September 27, 2021 - 7:00am

American deference to the intelligence community has reached the point of absurdity. According to the powers-that-be, we are supposed to believe that someone is sending little green men to Guangzhou, Hanoi, Havana, Vienna, India, and the National Mall, pointing sound guns at them and giving them concussions.

This affliction, known as ‘Havana Syndrome’, is experienced by certain diplomats after “a laser-like ‘beam’ of sound, seemingly aimed at them from outside with no obvious source.” So it’s a sound, but like a laser. Maybe it’s a “directed-energy” weapon. Maybe it’s high-pitched noise, maybe it’s low-pitched — accounts vary. Some incidents haven’t involved sound at all. Or maybe it’s “lovelorn crickets.”

Havana Syndrome has all the signs of a scientific hoax: advanced technology never before seen by mankind combined with vague and contrasting accounts from survivors. UFO abductees provide more detail than Havana Syndrome sufferers.

But the American government’s response to it is now very real. The House passed a bill last week authorising compensation for victims in the CIA and State Department with no votes against, awaiting President Biden’s signature.

The Trump administration called them “targeted attacks,” while Biden has preferred “unexplained health incidents” — a safer designation for sure, even if most reporting on Havana Syndrome seems to prefer Trump’s version. But for the maximalist case of Havana Syndrome to be true — in other words, for the concussion noise gun to be real — foreign adversaries of the United States have to be following diplomats around the world, to their homes and workplaces, pointing a strange new weapon at them that causes headaches and concussion-like symptoms. And to what end? It isn’t clear.

There is simply no sound weapon that can give someone a concussion, and certainly not one that can be heard by one house and not by the one next door. As for microwaves, take it from Kenneth Foster, a specialist in the Frey effect, believed to be the mechanism for such a weapon: “The idea that someone could beam huge amounts of microwave energy at people and not have it be obvious defies credibility.”

There are approximately 200 claimed cases, widely distributed across every corner of the planet. Two diplomats came down with it in Vietnam ahead of Vice President Kamala Harris’s visit, with the charge d’affairs saying they “experienced anomalous acoustic incidents here in Hanoi.” On Tuesday it was reported that a member of the CIA director’s team fell ill with Havana syndrome in India. Vienna is said — by the New Yorker no less — to be a hot spot.

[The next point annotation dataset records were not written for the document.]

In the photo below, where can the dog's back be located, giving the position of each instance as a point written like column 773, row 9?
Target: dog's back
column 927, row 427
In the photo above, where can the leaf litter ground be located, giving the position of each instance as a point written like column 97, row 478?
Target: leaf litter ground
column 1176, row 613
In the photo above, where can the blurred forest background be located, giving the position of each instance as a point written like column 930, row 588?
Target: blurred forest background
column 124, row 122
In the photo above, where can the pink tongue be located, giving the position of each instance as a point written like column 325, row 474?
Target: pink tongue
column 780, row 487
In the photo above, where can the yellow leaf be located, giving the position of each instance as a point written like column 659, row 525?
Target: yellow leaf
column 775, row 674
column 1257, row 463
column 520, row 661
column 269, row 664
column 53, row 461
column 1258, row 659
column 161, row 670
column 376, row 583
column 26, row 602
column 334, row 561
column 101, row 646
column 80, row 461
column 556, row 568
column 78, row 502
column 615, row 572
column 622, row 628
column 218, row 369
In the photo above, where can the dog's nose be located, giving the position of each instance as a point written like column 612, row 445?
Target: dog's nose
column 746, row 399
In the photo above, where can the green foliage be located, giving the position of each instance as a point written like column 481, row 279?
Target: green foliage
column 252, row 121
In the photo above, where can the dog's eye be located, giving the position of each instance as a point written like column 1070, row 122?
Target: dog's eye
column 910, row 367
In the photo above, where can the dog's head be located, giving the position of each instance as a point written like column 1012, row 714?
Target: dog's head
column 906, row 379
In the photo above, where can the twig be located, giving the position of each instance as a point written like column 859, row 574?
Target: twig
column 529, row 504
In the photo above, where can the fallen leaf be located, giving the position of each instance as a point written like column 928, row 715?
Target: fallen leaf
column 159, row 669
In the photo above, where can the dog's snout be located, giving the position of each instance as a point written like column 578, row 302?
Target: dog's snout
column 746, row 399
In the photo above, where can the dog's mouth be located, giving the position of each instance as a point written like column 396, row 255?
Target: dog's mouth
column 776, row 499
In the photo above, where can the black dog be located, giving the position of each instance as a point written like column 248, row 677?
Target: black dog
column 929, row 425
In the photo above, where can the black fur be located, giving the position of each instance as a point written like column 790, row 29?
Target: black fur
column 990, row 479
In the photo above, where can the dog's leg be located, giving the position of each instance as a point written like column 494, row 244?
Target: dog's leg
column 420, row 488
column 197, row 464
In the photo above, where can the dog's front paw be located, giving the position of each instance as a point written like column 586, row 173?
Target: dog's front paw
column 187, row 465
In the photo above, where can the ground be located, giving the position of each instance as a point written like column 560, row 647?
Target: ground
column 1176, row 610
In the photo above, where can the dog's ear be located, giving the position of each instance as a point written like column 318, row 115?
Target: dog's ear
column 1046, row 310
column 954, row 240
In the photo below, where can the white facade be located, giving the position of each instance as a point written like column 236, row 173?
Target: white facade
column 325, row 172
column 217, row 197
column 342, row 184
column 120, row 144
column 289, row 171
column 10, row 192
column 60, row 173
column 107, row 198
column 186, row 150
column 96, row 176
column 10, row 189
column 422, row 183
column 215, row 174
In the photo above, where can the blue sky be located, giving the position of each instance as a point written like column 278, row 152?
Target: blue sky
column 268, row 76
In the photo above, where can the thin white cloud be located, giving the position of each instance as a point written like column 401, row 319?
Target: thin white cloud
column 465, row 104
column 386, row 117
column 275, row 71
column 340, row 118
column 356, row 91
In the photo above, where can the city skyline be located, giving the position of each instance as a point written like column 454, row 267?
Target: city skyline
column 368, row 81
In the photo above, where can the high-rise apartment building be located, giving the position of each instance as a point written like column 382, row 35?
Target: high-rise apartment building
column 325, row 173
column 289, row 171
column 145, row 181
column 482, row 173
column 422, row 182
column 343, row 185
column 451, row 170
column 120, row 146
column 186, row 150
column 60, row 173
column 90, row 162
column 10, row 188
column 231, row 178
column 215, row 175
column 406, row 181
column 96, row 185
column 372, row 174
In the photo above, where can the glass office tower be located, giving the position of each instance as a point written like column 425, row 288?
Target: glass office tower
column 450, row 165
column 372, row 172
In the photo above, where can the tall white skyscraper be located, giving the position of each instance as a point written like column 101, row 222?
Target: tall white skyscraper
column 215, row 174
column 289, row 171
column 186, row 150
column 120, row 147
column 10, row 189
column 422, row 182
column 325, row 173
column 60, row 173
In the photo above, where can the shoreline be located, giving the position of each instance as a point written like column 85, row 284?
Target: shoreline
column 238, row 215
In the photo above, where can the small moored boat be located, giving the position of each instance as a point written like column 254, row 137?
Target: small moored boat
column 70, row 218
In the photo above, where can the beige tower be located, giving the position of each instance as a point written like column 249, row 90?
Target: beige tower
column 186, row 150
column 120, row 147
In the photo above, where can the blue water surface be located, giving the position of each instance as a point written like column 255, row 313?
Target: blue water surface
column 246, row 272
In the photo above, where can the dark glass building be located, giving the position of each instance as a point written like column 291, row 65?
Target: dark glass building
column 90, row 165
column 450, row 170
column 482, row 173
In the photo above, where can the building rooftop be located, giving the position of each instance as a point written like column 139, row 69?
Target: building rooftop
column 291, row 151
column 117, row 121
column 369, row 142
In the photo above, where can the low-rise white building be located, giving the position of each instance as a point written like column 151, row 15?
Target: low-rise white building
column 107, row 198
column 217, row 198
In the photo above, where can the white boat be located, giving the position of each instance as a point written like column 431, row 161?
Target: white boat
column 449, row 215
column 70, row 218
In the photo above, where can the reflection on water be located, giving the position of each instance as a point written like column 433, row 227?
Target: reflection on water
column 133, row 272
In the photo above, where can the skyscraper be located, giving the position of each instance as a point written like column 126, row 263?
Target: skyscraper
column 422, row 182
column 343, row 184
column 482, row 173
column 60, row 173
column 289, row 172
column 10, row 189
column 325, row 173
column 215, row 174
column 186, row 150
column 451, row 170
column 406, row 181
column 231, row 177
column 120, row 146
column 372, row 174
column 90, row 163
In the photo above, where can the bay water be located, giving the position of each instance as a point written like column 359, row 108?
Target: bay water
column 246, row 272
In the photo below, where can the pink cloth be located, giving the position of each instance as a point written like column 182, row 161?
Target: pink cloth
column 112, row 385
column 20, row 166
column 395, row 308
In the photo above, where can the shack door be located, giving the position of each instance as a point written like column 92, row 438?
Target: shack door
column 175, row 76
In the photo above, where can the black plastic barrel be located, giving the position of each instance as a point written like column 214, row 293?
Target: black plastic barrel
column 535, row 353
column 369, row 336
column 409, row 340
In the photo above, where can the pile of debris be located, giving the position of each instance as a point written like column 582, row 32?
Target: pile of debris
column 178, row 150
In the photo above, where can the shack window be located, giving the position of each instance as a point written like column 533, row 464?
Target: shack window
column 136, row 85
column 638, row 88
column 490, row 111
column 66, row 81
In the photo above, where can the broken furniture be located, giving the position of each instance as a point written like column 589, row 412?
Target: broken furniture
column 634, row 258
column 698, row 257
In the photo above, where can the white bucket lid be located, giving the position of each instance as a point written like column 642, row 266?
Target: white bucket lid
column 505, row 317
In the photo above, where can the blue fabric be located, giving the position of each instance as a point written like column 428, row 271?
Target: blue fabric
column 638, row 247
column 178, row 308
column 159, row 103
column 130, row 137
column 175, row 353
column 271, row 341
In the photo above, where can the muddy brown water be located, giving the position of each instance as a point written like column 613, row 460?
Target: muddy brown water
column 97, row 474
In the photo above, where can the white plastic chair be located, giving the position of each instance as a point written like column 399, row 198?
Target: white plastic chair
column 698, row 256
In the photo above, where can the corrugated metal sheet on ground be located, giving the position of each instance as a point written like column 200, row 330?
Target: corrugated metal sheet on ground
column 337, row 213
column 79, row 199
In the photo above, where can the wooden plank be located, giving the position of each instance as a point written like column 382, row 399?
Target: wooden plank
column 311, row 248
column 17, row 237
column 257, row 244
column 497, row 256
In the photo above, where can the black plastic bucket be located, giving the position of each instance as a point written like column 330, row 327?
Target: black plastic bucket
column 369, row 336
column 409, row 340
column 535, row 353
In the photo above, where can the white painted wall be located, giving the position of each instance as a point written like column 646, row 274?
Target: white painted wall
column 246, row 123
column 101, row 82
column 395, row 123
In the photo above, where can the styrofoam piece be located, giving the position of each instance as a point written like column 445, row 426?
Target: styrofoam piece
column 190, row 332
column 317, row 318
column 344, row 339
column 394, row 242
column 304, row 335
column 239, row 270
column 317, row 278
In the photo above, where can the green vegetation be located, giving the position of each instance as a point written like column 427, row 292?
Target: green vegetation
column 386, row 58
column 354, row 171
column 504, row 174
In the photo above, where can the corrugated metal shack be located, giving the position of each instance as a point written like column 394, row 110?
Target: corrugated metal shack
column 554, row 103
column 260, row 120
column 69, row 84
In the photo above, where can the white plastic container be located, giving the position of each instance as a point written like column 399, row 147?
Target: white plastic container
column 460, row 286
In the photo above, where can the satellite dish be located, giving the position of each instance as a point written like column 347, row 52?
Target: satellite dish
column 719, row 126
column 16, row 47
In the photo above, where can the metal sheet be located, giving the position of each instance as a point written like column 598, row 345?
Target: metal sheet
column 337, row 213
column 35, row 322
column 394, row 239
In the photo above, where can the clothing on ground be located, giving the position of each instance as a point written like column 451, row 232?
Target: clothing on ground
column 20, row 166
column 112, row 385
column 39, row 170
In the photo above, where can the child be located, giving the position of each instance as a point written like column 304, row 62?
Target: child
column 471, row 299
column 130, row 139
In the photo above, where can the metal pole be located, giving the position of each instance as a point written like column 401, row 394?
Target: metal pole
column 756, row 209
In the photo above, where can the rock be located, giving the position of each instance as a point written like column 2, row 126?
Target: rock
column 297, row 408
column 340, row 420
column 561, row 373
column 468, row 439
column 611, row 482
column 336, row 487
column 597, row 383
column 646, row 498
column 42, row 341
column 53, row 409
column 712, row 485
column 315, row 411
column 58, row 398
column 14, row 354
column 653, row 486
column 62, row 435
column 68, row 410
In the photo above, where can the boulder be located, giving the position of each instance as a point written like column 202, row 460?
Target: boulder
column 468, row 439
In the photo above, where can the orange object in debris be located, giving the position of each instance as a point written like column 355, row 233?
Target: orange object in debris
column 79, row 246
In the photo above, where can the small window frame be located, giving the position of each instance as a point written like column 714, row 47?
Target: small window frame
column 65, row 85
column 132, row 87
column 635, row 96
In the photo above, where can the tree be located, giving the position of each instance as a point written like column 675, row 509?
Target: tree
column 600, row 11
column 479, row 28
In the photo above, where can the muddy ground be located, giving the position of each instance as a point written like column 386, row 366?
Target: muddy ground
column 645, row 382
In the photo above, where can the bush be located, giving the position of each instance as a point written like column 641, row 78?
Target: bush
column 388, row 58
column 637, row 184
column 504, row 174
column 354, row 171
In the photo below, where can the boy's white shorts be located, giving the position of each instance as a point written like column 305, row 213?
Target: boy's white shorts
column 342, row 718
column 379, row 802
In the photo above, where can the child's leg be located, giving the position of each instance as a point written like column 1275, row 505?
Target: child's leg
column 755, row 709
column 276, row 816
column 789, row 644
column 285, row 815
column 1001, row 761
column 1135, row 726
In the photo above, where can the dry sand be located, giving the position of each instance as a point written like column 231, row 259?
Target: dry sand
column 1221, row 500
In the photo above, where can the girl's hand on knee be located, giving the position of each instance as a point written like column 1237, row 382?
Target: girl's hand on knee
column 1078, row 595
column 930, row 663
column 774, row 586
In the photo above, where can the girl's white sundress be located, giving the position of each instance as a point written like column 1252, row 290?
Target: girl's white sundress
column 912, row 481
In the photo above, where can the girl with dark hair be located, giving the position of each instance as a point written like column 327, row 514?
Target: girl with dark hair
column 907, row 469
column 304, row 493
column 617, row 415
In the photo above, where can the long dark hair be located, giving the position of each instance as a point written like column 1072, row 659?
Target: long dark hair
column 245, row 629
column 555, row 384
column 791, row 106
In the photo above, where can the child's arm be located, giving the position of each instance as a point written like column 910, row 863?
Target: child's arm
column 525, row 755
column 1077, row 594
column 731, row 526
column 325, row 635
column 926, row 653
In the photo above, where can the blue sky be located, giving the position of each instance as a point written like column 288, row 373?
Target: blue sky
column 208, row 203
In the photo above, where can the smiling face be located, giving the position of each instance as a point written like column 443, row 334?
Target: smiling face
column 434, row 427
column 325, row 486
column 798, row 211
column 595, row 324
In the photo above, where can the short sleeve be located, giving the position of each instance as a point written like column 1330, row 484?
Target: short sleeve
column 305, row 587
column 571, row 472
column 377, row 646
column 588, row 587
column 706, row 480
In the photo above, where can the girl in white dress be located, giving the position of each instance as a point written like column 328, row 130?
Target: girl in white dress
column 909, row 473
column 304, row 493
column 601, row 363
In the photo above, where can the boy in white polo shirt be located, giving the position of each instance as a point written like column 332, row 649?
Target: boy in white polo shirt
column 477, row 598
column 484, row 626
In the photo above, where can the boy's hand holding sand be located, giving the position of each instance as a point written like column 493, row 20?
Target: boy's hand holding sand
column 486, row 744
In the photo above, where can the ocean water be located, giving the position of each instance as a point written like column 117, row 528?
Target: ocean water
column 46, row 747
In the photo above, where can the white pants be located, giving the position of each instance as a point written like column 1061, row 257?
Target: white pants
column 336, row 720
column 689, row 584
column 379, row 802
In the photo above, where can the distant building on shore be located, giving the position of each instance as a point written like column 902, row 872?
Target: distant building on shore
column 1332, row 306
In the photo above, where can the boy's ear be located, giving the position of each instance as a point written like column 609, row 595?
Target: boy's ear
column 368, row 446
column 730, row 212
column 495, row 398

The best explanation for Havana Syndrome is mass psychogenic illness, possibly due to stress. Two researchers, Robert Baloh and Robert Bartholomew, have a monograph from last year laying out the case. They dismiss as “science fiction” the sonic or microwave explanations, as well as the possibility of poisoning. The mass delusion explanation fits the record of cases. “The significant variability and clinical heterogeneity of the illnesses affecting DOS personnel leave open the possibility of multiple causal factors over time and place, both for individual cases and for the population,” the National Academy of Science report prepared at the behest of the State Department reads.

Neither reasonable explanations, nor an FBI debunking of the sound-waves theory, have stopped the Havana Syndrome hype. History of medicine professor Edward Shorter says, “medicine has a long history of assuming psychogenesis when occult organic disease is at play,” comparing the psychogenic theory to Victorian medical treatment of hysteria.

The Havana Syndrome panic even has unnamed diplomatic sources begging to be taken seriously. From pee tapes to Russian bounties to spook Morgellons, we’re living in the dumbest spy novel ever.